Looking back, I was probably a bit selfish. It was something that probably could have been prevented, yet was a complete accident. It was unexpected, and I’m certain that’s what upset me the most. For the next 15 years I would never imagine building something only to see it crumble, let alone had it been intentionally destroyed.
But there are such circumstances…
Each year in Guatemala, there is one week where intentional destruction occurs. Hands down, it is probably the most moving and emotional experience I have had in seeing a work of art torn apart so quickly. The Easter season is arguable the most celebrated season in Guatemala, particularly during Holy Week. Each day during the week leading up to Easter Sunday, processions of hundreds of people carrying massive floats make their way throughout the crowded streets.
These floats depict the Stations of the Cross, and the people carrying the massive floats include men, women (in heels) and children whom will walk for hours throughout the town. A component of these ‘parades’ if you will, entails creating ‘alfombras’ or ‘rugs’ on the streets. These intricate designs are created out of dyed saw dust and are artistically placed on the streets using stencils to spell out various words and depict symbols of religious significance.

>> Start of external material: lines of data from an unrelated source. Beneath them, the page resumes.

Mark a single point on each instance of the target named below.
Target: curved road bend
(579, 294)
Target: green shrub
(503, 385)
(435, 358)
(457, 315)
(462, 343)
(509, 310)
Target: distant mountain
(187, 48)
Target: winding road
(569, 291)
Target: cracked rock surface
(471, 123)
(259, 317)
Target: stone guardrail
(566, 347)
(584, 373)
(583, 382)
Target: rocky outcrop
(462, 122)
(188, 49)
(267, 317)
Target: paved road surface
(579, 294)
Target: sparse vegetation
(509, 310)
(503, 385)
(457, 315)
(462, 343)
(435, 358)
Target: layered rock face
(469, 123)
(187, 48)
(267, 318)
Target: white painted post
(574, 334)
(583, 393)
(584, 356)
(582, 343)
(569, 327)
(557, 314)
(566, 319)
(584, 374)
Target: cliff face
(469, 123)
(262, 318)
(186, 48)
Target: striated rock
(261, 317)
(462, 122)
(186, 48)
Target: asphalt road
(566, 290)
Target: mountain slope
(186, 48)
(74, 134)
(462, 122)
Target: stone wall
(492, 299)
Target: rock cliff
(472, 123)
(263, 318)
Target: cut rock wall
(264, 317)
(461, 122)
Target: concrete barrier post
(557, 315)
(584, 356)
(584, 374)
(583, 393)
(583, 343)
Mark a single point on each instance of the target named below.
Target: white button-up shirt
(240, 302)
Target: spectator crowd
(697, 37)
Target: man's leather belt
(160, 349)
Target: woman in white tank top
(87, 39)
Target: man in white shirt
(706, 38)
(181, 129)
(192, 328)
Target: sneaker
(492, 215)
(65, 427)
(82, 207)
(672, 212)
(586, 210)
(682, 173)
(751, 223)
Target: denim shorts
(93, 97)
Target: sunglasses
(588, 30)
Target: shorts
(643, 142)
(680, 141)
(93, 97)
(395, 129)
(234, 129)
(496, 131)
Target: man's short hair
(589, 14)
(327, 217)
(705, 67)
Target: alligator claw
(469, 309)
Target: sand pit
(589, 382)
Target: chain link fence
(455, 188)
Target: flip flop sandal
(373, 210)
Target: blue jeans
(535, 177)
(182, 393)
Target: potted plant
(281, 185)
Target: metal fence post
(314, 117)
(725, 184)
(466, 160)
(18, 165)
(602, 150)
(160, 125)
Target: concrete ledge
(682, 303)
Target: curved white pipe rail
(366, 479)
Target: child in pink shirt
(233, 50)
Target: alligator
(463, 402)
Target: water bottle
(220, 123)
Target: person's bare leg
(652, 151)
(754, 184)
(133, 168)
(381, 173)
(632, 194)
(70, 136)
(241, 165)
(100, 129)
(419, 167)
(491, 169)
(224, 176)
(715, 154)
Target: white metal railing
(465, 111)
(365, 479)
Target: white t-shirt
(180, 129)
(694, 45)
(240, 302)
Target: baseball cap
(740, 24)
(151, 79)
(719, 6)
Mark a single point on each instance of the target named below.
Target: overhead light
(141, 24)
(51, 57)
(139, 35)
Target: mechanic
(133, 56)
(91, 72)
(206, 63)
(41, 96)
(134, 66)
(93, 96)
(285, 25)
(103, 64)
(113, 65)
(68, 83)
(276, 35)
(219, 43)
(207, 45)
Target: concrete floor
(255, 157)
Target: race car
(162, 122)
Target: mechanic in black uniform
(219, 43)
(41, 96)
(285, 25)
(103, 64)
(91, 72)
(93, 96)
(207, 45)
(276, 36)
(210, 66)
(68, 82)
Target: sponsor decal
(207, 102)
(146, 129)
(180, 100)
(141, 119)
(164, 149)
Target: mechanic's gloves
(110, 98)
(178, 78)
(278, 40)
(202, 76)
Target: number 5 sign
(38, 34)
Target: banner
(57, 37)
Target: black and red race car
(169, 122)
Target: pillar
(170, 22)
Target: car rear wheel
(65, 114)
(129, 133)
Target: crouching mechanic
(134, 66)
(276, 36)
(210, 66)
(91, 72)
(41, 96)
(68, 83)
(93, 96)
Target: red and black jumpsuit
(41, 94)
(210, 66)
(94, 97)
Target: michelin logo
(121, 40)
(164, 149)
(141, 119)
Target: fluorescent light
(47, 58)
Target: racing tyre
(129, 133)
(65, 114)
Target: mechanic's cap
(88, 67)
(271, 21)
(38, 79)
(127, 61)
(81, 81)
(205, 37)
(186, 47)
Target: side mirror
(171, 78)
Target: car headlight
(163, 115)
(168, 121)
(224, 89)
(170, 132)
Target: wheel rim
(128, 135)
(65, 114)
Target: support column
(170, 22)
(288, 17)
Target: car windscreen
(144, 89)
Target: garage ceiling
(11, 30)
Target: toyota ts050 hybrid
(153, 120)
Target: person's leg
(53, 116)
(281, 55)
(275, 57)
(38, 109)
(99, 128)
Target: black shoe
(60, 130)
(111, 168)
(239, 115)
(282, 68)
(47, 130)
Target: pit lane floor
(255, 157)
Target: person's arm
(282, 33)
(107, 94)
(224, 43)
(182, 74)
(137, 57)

The locals spend hours creating these beautiful designs, placing the saw dust on the ground by hand, often times completing them just minutes before the procession. Then it happens. The procession marches right on top of the alfombras. Destroying them, scraping sawdust across the pavement and blending all of the beautiful colors together. Shortly after the procession passes through, the sawdust particles are swept up.
It made no sense. Hours of placing the sawdust particles by hand, only to have them destroyed. But, I understood the greater purpose associated.
Rebuilding a Masterpiece
And such is life. You spend your hours and days building ourselves up professionally to reach the top, only to make a single mistake and watch it send you right back to the bottom. You commit countless hours in training to qualify for a single marathon and fall short by a few seconds. You make promises to treat your loved ones the best you can all the times, and you fail at the point in time when they need it most.
You develop and create an intricate product. Display it nicely and then watch it shatter to pieces.
Then, you are left staring at all the broken pieces on the ground and faced with a few choices. You might decide that it’s just too difficult to begin anew, leaving all the broken pieces and days, weeks and hours of hard work to waste away.
You may choose to pick up the pieces. Begin again, and place the pieces back together one more time. This time, more efficiently because you have seen the finished product. You know what to expect, and have learned how to be better at the said task.
Or, you could choose to sweep up the pieces, just as the Guatemalans do. Place them in a bag and learn from the experience. Spend the coming days developing a new creation – a creation that is even better than the original.
This is the decision that separates strong character from weak character. The choice that is going to cause people to identify you as a leader of influence. After all, who said a masterpiece had to be perfect the first time around?